Pharmacodynamic Biomarkers

Expression of pH2AX is an early cellular response to DNA double-strand breaks and is activated when the cell undergoes mitosis. Liposomal irinotecan induced greater and more sustained DNA damage in tumors than non-liposomal irinotecan (Fig. 2c, e). During the third treatment cycle at the MTD 24 and 168 h, DNA damage was high with ≥ 95% of liposomal irinotecan-treated tumor cells showing high pH2AX expression (H-score range, 270–300). At 24 h after non-liposomal irinotecan administration, ≥ 80% of tumor cells showed high pH2AX expression (H-score range, 240–270), and this decreased by 168 h, with 60–70% of tumor cells showing moderate–high expression (H-score range, 150–210; Fig. 2c, arrow pointing at cancer cell without evidence of DNA damage). Similar trends were observed for 53BP1 expression.

Both pH2AX and 53BP1 expression were associated with histological tumor regression, which was higher with liposomal than non-liposomal irinotecan. At 168 h, fewer cancer cells were observed within tumors treated with liposomal compared with non-liposomal irinotecan (Fig. 2c, arrows). RAD51 expression was not associated with histological tumor regression, and no differences were observed between treatments.

Toxicity

Most mice receiving liposomal irinotecan (7/8) or non-liposomal irinotecan (6/8) at the MTD had moderate–severe BWL up to day 21 (Fig. 2b). BWL was transient with liposomal irinotecan and was partially reversed after the end of both treatments. One mouse receiving non-liposomal irinotecan showed severe BWL and was ethically euthanized for poor clinical condition at day 11 (no abnormalities at autopsy).

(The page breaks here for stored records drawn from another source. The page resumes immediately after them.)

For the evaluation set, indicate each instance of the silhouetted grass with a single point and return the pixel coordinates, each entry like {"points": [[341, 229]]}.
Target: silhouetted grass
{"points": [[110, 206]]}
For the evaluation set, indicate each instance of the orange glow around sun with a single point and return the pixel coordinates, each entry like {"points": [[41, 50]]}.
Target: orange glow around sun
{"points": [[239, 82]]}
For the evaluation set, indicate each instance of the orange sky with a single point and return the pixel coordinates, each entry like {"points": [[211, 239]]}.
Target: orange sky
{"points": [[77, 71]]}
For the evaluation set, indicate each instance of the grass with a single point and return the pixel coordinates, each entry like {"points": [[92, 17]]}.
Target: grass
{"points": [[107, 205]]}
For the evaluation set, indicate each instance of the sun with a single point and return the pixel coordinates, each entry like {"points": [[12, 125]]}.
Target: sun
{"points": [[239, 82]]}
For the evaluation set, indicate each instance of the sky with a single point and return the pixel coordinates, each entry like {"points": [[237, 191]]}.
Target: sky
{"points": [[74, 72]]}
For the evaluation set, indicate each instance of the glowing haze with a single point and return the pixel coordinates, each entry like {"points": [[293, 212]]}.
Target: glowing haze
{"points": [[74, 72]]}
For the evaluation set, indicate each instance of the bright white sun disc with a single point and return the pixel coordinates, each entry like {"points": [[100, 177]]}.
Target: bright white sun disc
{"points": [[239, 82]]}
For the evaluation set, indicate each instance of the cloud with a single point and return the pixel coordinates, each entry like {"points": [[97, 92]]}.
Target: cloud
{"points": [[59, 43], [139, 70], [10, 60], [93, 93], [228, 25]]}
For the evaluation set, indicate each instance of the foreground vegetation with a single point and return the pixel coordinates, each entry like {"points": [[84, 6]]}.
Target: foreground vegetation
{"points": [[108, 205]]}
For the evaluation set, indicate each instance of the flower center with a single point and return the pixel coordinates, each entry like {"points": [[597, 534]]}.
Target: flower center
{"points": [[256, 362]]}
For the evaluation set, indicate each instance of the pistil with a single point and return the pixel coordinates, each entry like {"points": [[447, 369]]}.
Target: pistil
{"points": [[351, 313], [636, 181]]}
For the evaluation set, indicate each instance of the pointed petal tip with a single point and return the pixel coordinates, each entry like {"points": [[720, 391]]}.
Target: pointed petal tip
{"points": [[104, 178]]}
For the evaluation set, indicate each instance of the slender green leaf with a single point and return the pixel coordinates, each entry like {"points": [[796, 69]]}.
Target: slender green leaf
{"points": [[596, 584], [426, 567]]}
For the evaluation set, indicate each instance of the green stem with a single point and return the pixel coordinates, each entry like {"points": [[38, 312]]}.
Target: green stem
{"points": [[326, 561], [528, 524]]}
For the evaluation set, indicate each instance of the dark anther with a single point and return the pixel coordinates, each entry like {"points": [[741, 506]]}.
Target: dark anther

During the third treatment cycle, toxicity within the jejunum and bone marrow was observed with both treatments at 24 h (Fig. 2d, f). In the jejunum, mild levels of apoptotic cells in crypts (grade 2) and moderate associated DNA damage (pH2AX expression, grade 3) were observed with liposomal irinotecan; slightly lower levels were observed with non-liposomal irinotecan (apoptotic cells in crypts, grade 1; pH2AX expression, grade 2). In the bone marrow, decreased cellularity was mild (grade 2) with liposomal irinotecan and minimal (grade 1) with non-liposomal irinotecan. Toxicity in both tissues had reduced at 168 h.

CPT-11 and SN-38 Levels

During the third treatment cycle, mean plasma CPT-11 and SN-38 levels were 96- and 7-fold higher with liposomal (24 h post-injection) compared with non-liposomal irinotecan (1 h post second injection) at the MTD, and mean tumor SN-38 levels were similar (Fig. 2g). At the end of the third treatment cycle, plasma and tumor SN-38 levels were undetectable, and plasma CPT-11 levels were very low. Observed inter-individual variability was low–high with non-liposomal irinotecan and low–moderate with liposomal irinotecan.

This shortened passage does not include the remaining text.